Percentiles matter because averages hide pain. If your p99 latency is 10 seconds, one in a hundred users waits 10 seconds—and that's a lot of frustrated people at scale.

Business Metrics Reveal What Technical Metrics Miss

Technical metrics measure system behavior. Business metrics measure whether the system achieves its purpose.

An e-commerce site might monitor orders per hour, revenue per minute, cart abandonment rate, conversion funnel progression. These often catch problems that technical monitoring misses entirely.

Consider: a bug prevents checkout for Safari users. Servers respond successfully. Databases perform normally. Technical dashboards stay green. But conversion rates drop, and business metrics catch it immediately.

Business metrics also help prioritize.
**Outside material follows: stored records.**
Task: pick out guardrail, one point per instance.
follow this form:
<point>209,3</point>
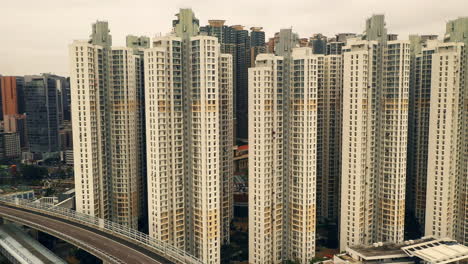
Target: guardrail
<point>10,257</point>
<point>164,249</point>
<point>70,239</point>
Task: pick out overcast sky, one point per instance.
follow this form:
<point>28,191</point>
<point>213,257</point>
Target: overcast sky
<point>35,34</point>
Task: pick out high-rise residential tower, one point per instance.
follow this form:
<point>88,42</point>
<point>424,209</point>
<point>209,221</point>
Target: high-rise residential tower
<point>375,112</point>
<point>188,91</point>
<point>235,40</point>
<point>283,90</point>
<point>329,138</point>
<point>447,172</point>
<point>421,48</point>
<point>106,121</point>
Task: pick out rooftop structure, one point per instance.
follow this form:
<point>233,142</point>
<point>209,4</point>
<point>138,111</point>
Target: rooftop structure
<point>425,250</point>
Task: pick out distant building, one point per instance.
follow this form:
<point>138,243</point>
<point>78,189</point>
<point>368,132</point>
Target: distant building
<point>14,120</point>
<point>318,43</point>
<point>422,49</point>
<point>374,142</point>
<point>257,43</point>
<point>66,136</point>
<point>335,45</point>
<point>235,40</point>
<point>42,113</point>
<point>11,144</point>
<point>446,199</point>
<point>106,94</point>
<point>190,207</point>
<point>241,159</point>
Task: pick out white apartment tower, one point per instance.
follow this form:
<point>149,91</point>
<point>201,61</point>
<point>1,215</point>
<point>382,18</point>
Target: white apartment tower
<point>375,112</point>
<point>105,116</point>
<point>329,138</point>
<point>446,166</point>
<point>282,158</point>
<point>188,91</point>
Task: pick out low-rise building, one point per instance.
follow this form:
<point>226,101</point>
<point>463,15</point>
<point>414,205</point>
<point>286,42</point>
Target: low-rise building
<point>425,250</point>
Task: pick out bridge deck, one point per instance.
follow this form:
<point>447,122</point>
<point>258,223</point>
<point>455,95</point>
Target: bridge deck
<point>120,249</point>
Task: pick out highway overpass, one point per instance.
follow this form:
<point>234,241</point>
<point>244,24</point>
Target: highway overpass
<point>111,242</point>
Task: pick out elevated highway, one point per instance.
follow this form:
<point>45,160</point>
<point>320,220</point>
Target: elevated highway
<point>111,242</point>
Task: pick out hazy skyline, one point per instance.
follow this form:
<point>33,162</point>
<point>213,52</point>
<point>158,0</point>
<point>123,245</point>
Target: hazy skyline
<point>36,34</point>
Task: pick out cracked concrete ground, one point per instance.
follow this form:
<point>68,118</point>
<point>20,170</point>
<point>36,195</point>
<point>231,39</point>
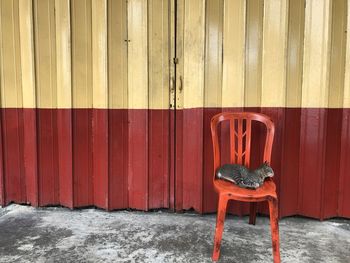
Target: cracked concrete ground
<point>30,234</point>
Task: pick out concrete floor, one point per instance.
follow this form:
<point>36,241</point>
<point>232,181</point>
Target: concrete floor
<point>90,235</point>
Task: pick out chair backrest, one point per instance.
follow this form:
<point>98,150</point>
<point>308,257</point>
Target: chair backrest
<point>240,126</point>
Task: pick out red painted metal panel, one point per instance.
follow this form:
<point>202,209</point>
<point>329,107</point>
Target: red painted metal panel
<point>65,156</point>
<point>192,159</point>
<point>48,157</point>
<point>278,117</point>
<point>288,194</point>
<point>172,160</point>
<point>138,159</point>
<point>100,157</point>
<point>82,157</point>
<point>122,158</point>
<point>30,156</point>
<point>330,185</point>
<point>158,152</point>
<point>179,133</point>
<point>2,181</point>
<point>118,158</point>
<point>312,153</point>
<point>14,179</point>
<point>344,180</point>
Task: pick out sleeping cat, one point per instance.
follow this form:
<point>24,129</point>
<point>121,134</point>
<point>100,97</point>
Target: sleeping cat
<point>243,177</point>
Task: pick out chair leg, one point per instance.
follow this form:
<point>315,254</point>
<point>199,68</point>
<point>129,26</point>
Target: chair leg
<point>273,207</point>
<point>220,219</point>
<point>252,213</point>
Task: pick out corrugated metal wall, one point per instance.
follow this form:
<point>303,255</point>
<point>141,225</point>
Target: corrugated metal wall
<point>86,87</point>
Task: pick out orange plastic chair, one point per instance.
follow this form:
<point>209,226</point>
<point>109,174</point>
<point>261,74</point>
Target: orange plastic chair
<point>240,146</point>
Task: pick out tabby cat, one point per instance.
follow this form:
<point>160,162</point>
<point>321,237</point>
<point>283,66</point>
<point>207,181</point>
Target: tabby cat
<point>243,177</point>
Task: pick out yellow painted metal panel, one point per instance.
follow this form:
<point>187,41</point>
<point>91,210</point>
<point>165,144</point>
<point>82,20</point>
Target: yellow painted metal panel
<point>81,53</point>
<point>296,21</point>
<point>11,86</point>
<point>346,101</point>
<point>27,53</point>
<point>213,53</point>
<point>254,30</point>
<point>316,53</point>
<point>180,46</point>
<point>63,41</point>
<point>158,64</point>
<point>233,53</point>
<point>274,53</point>
<point>193,53</point>
<point>172,46</point>
<point>45,53</point>
<point>117,55</point>
<point>337,63</point>
<point>99,53</point>
<point>137,55</point>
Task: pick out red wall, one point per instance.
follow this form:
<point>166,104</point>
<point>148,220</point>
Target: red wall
<point>117,159</point>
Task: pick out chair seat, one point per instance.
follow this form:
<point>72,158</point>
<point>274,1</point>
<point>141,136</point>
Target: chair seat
<point>268,189</point>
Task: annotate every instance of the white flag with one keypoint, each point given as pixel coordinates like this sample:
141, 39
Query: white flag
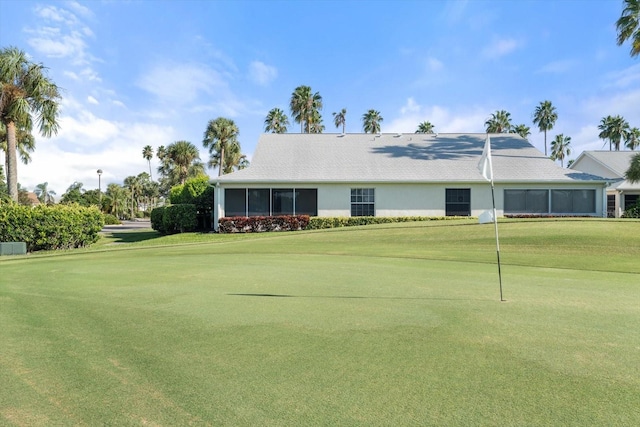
484, 165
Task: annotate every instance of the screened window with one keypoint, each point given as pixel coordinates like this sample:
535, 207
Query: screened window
282, 201
363, 202
258, 201
306, 201
573, 201
526, 201
458, 202
235, 202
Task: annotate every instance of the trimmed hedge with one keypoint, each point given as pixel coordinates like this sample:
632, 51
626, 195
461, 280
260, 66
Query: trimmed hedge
318, 223
50, 227
174, 218
259, 224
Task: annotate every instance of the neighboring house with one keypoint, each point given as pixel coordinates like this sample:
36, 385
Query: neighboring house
621, 194
402, 175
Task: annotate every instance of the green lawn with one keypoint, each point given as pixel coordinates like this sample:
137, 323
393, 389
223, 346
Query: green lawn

When multiple systems fail simultaneously, business impact determines which to fix first.

What Not to Monitor

Choosing what to exclude matters as much as what to include.

Vanity metrics look impressive but don't drive decisions. "Total registered users" rarely helps with operational issues.

Duplicative metrics measure the same thing multiple ways. Five metrics all reflecting CPU usage is really one metric pretending to be five.

Non-actionable metrics track things you can't or won't change. Monitoring them wastes storage and attention.

Noise-prone metrics fluctuate so much they generate constant false alerts. Metrics that cry wolf train teams to ignore them—undermining their value even when they're right.

Balancing Coverage and Noise

The tension between comprehensive coverage and alert fatigue drives every monitoring decision.

Layer your monitoring. High-level dashboards show overall health at a glance. Detailed metrics exist for investigation but don't demand constant attention.

Alert only on actionable problems. If crossing a threshold doesn't require human intervention, it shouldn't generate an alert. Informational metrics belong on dashboards, not in pagers.

Use composite metrics. Rather than alerting on five metrics that indicate similar problems, create a health score that triggers when they collectively suggest issues.

Adjust based on experience. Metrics that never help diagnose problems can be removed. Thresholds that trigger too often need adjustment. Monitoring evolves as you learn what matters.

Building Monitoring Over Time

Most teams build monitoring incrementally:

  1. Basic availability: Is the site up? Do APIs respond?
  2. Performance: How fast? Where does time go?
  3. Infrastructure: Server resources, database performance, cache hit rates
  4. Business metrics: Connecting technical behavior to business outcomes
  5. Predictive: Anticipating issues from trends rather than reacting to failures

Each phase builds on the last. Rushing to comprehensive monitoring before establishing basics creates confusion, not insight.